See my revised answer above.... By the way, if you forget the expression for the Schwartzschild radius you can get it from

FormulaData[{"BlackHoleEventHorizonRadius", "Standard"}]

The Schwarzschild radius of a mass is not the radius of the object. It is the radius below which if a non-rotating spherically symmetric distribution with that mass were contained within it it would constitute a black hole. Frank's answer is correct.

Now let's get back to our originally scheduled broadcast and purpose for this forum: Wolfram technologies. ;-)

Ok, I think that I can give you a more sensible answer.

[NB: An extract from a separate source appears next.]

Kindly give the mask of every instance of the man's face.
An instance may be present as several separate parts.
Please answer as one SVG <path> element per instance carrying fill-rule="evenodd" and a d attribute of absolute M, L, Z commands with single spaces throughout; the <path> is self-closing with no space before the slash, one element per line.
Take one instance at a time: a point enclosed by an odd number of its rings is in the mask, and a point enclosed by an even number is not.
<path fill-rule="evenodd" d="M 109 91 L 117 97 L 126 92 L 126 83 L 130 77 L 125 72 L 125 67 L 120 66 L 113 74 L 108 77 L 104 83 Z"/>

Here is the expression for the Schawrtzschild radius in terms of the Mass:

$r=\frac{2 G M}{c^2}$

Now substitute for the mass in terms of the density ( $M=\frac{4 \pi r^3}{3}$) and get:

$r=\frac{8 \pi G \rho r^3}{3 c^2}$

Now solve for r,

Solve[r == (8 G \[Pi] r^3 \[Rho])/(3 c^2), r]

and get

{{r -> 0}, 
{r -> -((c Sqrt[3/(2 \[Pi])])/( 2 Sqrt[G] Sqrt[\[Rho]]))},
 {r -> (c Sqrt[3/(2 \[Pi])])/( 2 Sqrt[G] Sqrt[\[Rho]])}}

and the last solution is clearly the physical one you are looking for:

$\frac{\sqrt{\frac{3}{2 \pi }} c}{2 \sqrt{G} \sqrt{\rho }}$

Is this the correct interpretation of your question? I hope this helps...

No, it's proportional to the mass.

http://en.wikipedia.org/wiki/Schwarzschild_radius